In fact, it’s just the opposite.

Funded mainly by a combination of public donations and grants from the Environment Agency in response to the EU Water Framework Directive Objective, the YDRT’s aims require it to work in the same field, sometimes literally, as groups such as The Woodland Trust, Wildlife Trust, Natural England, the NFU and the AONB.

Originally from Eden Valley near Penrith in Cumbria, he studied environmental science at Leeds University, having done voluntary work as a teenager with the Eden Rivers Trust.

But his biggest inspiration, he says, was his father who runs a mixed farm of milk, sheep and arable growing wheat and barley.

“I used to work with my dad on the farm. He was always keen to improve the river. Farmers get a lot of blame for being destructive to nature but, in general, they’re not actually like that at all. It’s in their own interests to look after the environment.
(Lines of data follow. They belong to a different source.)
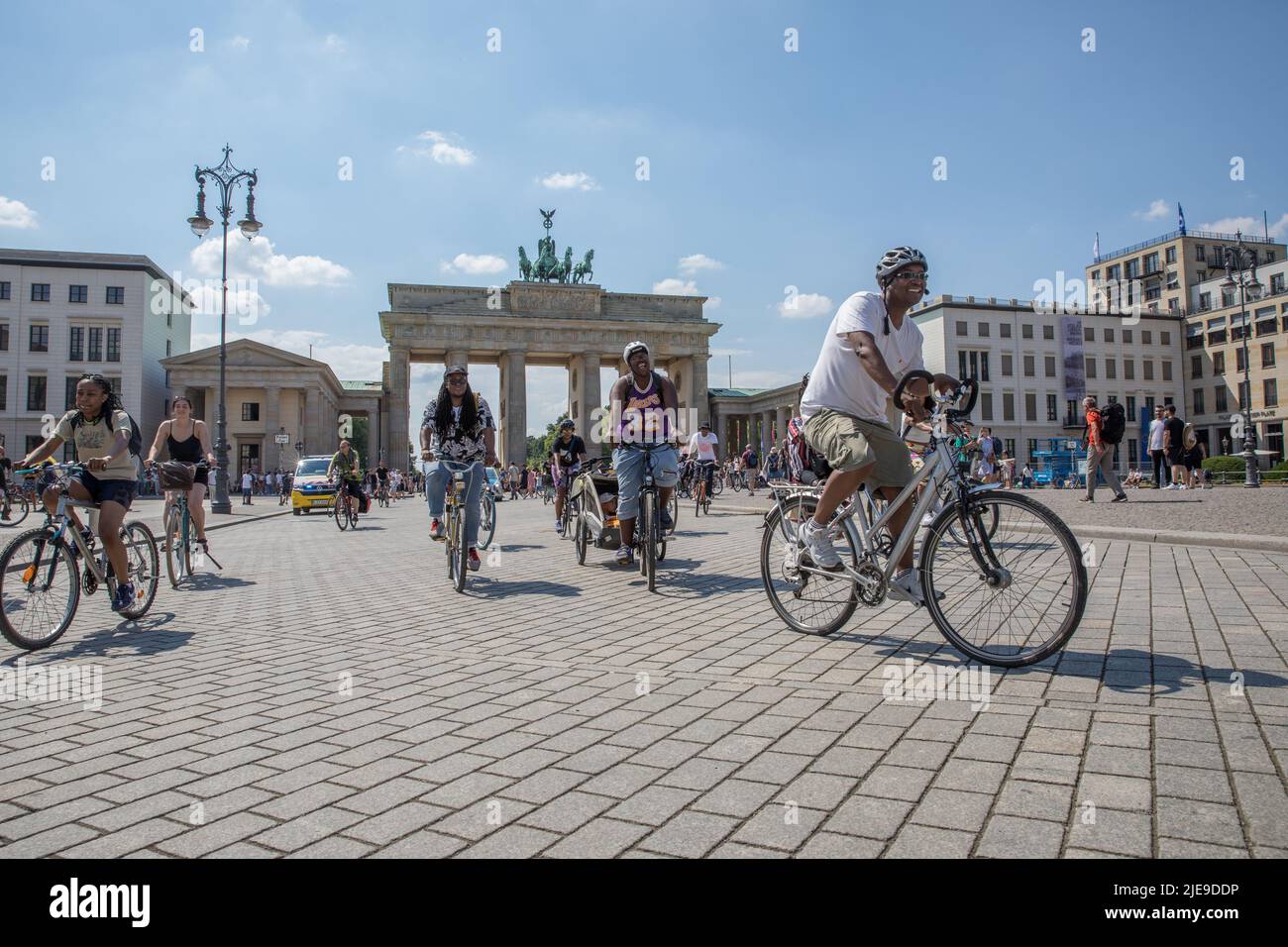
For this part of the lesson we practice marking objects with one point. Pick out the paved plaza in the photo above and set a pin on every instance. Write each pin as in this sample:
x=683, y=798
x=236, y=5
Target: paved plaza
x=330, y=694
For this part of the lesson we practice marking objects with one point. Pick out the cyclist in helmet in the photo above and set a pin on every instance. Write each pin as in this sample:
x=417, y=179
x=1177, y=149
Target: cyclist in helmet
x=645, y=407
x=567, y=455
x=871, y=344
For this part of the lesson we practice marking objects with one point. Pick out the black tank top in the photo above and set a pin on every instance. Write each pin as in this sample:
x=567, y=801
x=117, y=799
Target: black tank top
x=187, y=451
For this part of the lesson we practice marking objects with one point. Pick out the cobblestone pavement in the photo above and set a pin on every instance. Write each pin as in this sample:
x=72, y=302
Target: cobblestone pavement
x=330, y=694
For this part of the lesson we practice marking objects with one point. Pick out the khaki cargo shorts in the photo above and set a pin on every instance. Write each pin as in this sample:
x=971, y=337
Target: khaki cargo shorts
x=848, y=442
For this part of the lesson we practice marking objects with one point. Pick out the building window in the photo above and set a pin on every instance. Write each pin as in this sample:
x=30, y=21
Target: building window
x=35, y=392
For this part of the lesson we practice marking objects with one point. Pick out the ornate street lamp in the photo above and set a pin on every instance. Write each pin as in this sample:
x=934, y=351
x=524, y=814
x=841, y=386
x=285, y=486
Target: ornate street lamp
x=227, y=176
x=1243, y=262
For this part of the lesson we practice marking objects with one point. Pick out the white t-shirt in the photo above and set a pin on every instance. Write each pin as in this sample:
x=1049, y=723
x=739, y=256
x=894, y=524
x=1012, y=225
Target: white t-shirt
x=1155, y=434
x=840, y=381
x=703, y=445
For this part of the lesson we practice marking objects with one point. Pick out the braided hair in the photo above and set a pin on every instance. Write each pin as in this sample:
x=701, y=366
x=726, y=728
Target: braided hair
x=111, y=403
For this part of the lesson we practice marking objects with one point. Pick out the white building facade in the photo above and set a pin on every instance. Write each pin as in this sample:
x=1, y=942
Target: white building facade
x=63, y=315
x=1034, y=368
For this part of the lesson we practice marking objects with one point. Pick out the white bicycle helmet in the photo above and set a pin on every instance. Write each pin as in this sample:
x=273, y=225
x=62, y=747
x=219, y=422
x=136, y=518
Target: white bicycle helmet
x=632, y=347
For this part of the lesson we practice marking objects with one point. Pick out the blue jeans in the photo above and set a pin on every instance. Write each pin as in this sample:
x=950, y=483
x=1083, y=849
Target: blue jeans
x=438, y=475
x=630, y=475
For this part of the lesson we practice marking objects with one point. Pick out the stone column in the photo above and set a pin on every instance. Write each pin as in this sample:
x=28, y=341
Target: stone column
x=271, y=420
x=399, y=407
x=514, y=433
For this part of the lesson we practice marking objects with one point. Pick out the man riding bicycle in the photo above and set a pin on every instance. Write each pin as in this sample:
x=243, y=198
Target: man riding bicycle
x=702, y=451
x=871, y=344
x=645, y=406
x=567, y=455
x=459, y=432
x=344, y=463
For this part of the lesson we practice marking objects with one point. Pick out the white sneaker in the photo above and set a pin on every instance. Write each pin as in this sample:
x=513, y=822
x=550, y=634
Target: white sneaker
x=819, y=548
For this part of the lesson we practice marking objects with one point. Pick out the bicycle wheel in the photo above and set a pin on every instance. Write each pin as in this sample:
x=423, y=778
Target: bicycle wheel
x=487, y=521
x=40, y=589
x=807, y=602
x=1013, y=598
x=145, y=567
x=463, y=551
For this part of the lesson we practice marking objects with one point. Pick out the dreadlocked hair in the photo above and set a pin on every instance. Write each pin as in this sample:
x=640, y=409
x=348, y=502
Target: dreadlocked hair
x=110, y=405
x=443, y=410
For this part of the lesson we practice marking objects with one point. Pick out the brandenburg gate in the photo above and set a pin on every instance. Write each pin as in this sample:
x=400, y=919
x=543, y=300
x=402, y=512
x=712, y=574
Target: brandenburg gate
x=536, y=321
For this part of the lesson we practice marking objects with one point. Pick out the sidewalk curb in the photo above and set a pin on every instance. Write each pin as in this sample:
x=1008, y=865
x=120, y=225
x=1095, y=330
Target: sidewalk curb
x=1171, y=538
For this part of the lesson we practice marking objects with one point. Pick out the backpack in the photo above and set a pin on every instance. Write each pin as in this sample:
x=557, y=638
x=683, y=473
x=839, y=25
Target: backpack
x=136, y=446
x=1113, y=424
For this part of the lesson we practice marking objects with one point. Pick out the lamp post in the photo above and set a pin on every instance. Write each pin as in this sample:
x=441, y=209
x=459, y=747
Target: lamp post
x=1241, y=261
x=227, y=176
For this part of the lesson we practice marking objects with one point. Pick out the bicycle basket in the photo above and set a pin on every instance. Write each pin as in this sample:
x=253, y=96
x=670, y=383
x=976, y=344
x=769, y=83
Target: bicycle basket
x=174, y=474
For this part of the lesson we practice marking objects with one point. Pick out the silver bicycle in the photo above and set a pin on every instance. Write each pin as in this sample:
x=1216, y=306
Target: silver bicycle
x=1001, y=575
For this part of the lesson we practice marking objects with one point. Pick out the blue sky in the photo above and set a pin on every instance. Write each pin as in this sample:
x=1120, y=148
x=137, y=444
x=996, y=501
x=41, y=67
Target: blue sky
x=767, y=169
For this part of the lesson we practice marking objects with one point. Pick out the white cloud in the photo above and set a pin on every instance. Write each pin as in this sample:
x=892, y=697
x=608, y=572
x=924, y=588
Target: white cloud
x=349, y=361
x=568, y=180
x=692, y=264
x=483, y=264
x=16, y=214
x=807, y=305
x=256, y=260
x=677, y=287
x=1157, y=210
x=439, y=150
x=1248, y=226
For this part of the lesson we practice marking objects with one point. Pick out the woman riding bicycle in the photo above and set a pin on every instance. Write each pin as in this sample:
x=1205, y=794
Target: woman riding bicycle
x=458, y=431
x=188, y=442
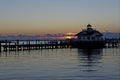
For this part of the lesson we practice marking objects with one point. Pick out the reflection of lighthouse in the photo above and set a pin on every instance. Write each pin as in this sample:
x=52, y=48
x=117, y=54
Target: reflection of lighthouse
x=89, y=59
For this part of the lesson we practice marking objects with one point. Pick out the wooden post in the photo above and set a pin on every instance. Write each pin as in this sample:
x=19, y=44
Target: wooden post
x=0, y=46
“My ethos is that rather than farmers and landowners being an issue, they’re the solution to the problem.”.

Rather than cutting communities off from rivers, the Trust works hard at making them open to everyone to enjoy.

Anglers on the Ure near Ripon have been delighted in recent years to see the stocks of salmon and trout rise.

When he’s not at work with the Trust, Dan, who lives in The Yorkshire Dales National Park with his partner Sarah, doesn’t exactly take it easy in his spare-time. He’s a dedicated and talented rock climber and ‘boulderer’ who has even travelled to the USA in search of new challenges.

Some challenges are not surmountable, however.

The Trust may be convinced that a long-term sustainable approach to managing our rivers is a win-win situation all round but not all flooding is preventable.

Dan said: “The rainfall we have experienced this winter is unprecedented. Even small amounts of rainfall have been triggering another flood because the land has already been so saturated.

“With climate change, it’s not a problem which is going to go away any time soon. I really think that all of us collectively doing little things will make a big difference in the end.”